Nolan told QNS on Friday afternoon that the shelter could be placed at P.S. 9 on 57th Street — but other activists and politicians are holding their tongues. The assemblywoman also declined to disclose the identity of the source.

Although city officials have yet to confirm this, Nolan worries the de Blasio administration could act fast to divert students – many of whom are bused in – and place “hundreds” of homeless people in the building.

“I don’t want to see a homeless shelter on 57th Street. It’s an absolutely terrible location,” Nolan said. “The city hasn’t [followed through] on anything they said and we have homeless people in all the hotels in Long Island City on a small rotating basis. How many more area we going to take?

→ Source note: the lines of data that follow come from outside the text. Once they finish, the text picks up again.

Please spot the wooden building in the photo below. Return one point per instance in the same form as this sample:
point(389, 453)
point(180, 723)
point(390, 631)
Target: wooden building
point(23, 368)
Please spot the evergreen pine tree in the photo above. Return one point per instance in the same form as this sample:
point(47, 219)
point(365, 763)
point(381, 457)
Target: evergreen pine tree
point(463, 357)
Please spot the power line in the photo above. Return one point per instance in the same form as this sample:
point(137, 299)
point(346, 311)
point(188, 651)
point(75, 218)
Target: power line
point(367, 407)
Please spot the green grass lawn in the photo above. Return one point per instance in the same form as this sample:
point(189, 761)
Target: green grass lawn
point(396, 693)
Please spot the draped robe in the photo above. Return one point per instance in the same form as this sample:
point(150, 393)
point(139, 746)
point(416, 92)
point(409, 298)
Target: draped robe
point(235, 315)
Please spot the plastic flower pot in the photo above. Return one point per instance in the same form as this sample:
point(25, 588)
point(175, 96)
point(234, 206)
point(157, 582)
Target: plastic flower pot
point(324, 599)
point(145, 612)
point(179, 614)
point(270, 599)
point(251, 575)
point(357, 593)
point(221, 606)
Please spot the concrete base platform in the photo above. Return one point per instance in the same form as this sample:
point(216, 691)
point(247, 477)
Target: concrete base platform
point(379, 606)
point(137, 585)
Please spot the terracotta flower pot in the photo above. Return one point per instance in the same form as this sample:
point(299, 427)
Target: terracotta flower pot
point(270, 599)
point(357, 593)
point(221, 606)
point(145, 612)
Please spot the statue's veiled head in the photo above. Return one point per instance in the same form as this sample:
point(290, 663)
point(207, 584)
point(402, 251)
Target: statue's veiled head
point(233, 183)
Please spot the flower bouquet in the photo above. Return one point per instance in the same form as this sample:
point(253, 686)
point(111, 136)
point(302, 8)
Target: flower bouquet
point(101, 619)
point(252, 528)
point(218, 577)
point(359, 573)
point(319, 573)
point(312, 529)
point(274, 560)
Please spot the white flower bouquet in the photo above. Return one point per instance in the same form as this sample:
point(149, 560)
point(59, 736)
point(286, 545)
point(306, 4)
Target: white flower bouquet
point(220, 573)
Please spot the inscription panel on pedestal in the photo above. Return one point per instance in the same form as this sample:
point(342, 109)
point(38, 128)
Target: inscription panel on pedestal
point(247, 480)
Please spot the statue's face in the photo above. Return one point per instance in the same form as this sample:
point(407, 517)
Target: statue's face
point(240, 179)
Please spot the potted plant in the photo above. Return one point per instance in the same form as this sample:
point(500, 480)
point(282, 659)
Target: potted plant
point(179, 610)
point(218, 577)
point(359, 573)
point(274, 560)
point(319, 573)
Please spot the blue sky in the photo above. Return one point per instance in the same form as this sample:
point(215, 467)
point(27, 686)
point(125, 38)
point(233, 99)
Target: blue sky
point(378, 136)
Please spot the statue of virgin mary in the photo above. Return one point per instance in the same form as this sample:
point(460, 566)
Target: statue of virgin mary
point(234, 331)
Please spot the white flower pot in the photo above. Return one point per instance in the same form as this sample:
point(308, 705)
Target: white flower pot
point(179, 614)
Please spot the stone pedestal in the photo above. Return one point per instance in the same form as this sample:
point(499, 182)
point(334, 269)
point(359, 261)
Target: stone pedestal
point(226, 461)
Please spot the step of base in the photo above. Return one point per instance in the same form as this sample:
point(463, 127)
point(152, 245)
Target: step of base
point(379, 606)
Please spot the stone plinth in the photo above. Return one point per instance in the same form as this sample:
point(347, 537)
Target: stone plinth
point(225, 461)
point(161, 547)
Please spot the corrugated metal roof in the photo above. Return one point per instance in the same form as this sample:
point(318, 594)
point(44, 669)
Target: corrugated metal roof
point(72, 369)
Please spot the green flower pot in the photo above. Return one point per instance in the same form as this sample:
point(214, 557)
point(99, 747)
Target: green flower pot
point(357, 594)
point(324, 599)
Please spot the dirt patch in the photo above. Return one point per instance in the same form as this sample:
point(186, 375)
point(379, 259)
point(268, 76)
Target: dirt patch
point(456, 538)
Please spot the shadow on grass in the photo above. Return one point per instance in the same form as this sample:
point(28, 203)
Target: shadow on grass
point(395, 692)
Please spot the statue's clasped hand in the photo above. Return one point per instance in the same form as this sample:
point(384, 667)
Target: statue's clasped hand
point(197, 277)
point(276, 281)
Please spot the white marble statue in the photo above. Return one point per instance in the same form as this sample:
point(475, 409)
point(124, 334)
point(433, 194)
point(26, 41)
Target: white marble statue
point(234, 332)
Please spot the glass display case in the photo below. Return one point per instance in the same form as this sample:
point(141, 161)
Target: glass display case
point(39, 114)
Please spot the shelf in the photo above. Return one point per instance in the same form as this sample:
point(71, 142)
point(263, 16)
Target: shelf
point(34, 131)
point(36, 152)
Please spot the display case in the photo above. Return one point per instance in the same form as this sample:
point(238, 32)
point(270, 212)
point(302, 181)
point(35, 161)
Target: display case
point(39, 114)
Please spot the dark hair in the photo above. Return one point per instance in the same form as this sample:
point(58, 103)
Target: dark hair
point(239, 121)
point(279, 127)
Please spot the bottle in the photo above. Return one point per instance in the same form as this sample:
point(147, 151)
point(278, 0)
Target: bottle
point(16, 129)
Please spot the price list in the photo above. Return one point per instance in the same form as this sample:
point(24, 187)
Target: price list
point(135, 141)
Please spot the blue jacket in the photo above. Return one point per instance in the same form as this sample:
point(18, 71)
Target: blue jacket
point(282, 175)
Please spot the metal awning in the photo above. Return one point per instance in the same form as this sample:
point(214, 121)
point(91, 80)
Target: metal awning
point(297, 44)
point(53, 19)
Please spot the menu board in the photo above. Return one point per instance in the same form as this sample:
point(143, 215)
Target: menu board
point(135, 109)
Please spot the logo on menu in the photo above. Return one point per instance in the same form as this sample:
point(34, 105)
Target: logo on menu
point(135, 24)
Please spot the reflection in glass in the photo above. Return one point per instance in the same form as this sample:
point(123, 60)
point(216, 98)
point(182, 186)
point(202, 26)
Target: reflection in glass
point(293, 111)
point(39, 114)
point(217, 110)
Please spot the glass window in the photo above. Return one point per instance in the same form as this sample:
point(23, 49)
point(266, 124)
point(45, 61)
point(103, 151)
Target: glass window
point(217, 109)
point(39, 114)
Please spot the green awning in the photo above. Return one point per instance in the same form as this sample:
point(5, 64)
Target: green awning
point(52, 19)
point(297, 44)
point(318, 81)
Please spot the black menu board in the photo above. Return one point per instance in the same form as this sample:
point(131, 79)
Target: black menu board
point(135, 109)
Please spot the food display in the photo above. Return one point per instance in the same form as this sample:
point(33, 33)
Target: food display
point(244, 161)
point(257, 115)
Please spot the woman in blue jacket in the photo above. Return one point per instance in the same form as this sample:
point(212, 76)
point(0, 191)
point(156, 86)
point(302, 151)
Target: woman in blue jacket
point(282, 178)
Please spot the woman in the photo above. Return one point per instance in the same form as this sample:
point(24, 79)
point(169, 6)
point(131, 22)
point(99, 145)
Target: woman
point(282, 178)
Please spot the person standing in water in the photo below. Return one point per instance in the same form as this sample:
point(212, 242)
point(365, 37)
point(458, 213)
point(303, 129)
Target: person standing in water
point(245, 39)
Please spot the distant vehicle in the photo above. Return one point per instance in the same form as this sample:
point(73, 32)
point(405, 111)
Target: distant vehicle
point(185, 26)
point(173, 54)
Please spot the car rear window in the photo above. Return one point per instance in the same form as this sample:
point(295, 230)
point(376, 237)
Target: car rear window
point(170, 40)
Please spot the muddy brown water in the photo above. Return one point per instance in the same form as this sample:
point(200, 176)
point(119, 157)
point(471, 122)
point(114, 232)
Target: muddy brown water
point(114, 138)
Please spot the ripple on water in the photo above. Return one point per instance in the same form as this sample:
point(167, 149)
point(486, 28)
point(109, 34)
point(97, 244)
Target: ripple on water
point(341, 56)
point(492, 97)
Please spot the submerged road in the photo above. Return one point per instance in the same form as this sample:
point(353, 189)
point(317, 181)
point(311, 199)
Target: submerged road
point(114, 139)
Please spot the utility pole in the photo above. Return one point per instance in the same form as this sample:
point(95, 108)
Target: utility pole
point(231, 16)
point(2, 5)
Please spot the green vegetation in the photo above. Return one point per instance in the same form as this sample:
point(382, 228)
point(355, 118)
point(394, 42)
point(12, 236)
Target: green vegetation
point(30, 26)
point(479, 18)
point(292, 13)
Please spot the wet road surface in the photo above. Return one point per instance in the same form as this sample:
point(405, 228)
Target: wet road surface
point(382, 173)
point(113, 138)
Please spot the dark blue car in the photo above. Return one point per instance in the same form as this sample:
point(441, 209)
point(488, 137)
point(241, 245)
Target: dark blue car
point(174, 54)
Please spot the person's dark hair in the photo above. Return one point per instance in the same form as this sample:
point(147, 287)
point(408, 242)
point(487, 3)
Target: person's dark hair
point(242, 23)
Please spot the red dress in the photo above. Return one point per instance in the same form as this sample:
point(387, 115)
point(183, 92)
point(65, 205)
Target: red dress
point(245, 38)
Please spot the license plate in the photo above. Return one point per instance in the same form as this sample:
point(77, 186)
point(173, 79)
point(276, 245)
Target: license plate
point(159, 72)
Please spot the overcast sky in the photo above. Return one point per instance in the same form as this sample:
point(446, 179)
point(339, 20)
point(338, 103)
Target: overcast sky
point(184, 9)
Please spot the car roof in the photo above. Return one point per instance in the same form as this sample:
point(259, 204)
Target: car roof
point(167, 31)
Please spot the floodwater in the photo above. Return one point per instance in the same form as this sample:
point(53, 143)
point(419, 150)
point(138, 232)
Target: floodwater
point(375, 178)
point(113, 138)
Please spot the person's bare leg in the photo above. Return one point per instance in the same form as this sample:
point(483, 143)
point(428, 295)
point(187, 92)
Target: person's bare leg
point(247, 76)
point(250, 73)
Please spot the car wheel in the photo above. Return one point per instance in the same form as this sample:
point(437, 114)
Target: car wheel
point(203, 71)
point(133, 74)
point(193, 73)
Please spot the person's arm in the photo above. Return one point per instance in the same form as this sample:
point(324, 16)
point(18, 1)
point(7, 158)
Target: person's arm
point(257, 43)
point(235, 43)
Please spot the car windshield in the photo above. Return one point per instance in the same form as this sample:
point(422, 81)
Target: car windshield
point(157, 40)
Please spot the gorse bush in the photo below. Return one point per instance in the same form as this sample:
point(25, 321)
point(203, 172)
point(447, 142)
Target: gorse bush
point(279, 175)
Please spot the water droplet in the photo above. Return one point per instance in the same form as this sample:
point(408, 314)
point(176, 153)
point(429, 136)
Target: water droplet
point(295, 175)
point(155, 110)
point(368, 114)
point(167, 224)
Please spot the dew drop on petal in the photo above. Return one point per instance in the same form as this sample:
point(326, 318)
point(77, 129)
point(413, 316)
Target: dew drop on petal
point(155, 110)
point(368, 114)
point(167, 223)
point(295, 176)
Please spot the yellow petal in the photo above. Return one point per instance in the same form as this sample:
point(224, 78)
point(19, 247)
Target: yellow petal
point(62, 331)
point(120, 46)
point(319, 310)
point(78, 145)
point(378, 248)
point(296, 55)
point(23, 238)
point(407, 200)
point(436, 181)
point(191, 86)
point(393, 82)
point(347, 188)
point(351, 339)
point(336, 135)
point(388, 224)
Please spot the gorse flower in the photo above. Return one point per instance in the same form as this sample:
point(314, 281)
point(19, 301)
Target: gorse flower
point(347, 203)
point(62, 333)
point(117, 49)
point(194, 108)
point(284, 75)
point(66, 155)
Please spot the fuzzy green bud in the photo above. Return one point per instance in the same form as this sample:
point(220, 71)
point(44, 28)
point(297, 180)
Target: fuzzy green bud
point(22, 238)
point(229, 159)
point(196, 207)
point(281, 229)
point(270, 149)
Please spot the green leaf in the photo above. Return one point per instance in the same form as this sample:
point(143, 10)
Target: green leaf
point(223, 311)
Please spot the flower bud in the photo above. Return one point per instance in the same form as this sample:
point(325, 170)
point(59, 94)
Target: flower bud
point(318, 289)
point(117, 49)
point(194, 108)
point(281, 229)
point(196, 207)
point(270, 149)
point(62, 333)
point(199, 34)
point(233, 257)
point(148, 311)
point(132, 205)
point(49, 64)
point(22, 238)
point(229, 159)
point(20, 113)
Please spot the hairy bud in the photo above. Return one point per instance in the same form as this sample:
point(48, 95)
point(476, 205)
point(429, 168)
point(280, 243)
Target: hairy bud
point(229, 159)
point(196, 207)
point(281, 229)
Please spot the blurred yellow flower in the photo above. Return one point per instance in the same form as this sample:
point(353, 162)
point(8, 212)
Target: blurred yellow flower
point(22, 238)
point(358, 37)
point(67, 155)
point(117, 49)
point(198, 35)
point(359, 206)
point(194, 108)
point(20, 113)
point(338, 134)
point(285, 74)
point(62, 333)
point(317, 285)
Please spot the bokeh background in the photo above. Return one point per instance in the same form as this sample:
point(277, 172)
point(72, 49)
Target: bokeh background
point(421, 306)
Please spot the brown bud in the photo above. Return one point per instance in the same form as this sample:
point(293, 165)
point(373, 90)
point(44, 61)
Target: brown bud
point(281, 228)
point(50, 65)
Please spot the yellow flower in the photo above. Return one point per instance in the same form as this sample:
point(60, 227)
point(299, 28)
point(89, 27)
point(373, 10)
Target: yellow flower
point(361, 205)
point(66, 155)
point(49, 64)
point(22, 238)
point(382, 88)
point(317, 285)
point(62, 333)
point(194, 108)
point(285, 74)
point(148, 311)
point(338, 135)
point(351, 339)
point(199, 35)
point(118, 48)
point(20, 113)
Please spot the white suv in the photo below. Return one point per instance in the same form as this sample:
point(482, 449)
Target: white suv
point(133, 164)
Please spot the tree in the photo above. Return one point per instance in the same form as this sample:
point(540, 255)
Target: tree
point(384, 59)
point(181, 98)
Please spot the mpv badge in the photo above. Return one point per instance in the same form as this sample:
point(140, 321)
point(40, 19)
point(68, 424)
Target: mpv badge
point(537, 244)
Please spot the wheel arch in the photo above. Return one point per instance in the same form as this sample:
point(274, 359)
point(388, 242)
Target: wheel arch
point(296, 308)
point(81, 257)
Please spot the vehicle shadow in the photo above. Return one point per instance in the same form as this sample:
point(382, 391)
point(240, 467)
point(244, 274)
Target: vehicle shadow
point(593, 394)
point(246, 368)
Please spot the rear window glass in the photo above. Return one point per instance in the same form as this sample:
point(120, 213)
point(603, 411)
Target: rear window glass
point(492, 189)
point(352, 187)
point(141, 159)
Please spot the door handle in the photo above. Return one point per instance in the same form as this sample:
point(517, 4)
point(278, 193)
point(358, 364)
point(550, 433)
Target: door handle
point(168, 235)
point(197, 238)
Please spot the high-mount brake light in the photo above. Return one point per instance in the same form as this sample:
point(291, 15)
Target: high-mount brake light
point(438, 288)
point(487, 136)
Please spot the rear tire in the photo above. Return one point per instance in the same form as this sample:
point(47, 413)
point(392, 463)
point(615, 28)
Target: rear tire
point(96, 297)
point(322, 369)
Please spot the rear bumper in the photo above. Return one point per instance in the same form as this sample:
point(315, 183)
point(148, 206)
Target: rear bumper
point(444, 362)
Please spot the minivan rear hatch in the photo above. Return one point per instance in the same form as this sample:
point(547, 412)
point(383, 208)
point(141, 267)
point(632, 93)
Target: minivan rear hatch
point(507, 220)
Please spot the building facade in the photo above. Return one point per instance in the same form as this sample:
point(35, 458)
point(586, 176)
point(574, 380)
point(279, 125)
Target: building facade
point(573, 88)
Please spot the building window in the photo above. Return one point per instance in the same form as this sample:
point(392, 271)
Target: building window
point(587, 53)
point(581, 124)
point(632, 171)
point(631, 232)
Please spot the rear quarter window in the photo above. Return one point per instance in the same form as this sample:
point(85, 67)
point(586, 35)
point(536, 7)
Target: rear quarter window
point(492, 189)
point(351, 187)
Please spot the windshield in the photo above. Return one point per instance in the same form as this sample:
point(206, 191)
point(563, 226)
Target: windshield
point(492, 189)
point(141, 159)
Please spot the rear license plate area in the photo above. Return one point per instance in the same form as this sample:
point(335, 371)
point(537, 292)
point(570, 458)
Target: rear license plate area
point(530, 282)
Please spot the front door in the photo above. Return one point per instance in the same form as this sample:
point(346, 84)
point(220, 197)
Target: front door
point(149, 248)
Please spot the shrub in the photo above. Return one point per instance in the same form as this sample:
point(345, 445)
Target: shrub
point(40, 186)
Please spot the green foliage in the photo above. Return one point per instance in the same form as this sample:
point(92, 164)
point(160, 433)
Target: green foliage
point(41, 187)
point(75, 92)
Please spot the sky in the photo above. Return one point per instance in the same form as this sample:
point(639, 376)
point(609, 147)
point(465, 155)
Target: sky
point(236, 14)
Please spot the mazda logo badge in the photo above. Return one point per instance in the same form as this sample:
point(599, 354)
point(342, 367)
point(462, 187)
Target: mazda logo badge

I want to work with Councilman Holden, Assemblymen Barnwell and Miller … and I’m hoping we can all work together.”

In Maspeth, 57th Street only runs for about a block and a half between Flushing and Grand Avenues and is mostly lined with warehouses, about five row-houses as well as P.S. 9.

“When the city moves, it moves very quickly, and I don’t want to wake up next week and find beds in P.S. 9,” Nolan continued.

Nolan also spoke of concern about a potential shelter at Summerfield Street and Wyckoff Avenue in Ridgewood.

The city Department of Homeless Services has yet to respond to a request for comment from QNS.

A spokesman from state Senator Joseph Addabbo could not confirm the rumors but said their office is looking into the matter.

Tony Nunziato, president of the Juniper Park Civic Association and a Maspeth business owner, said that he is also looking into the validity of the rumors.

Nunziato was a leader with the Maspeth Middle Village Task Force which organized nightly shelter protests against the Holiday Inn on 55th Road which was slated to accommodate over 200 families in 2016 and 2017. Nunziato ran in the 2016 election as a Republican against now-Assemblyman Brian Barnwell, who had just unseated longtime incumbent Margaret Markey in that year’s Democratic primary.

The protests against hotel conversions into shelters to combat the homelessness crisis in 2016 set the tone of conversation between the city officials and residents who opposed the rise of shelters and was a point of contention in both election seasons that followed.

Mayor Bill de Blasio’s Turning of the Tide on Homelessness aims to place a shelter in every community board district in the city. However, many argue that some neighborhoods and boards have more than their share.

In Blissville, a five-block industrial section of Long Island City, residents are now outnumbered by about 500 homeless residents who fill three shelters converted from hotels.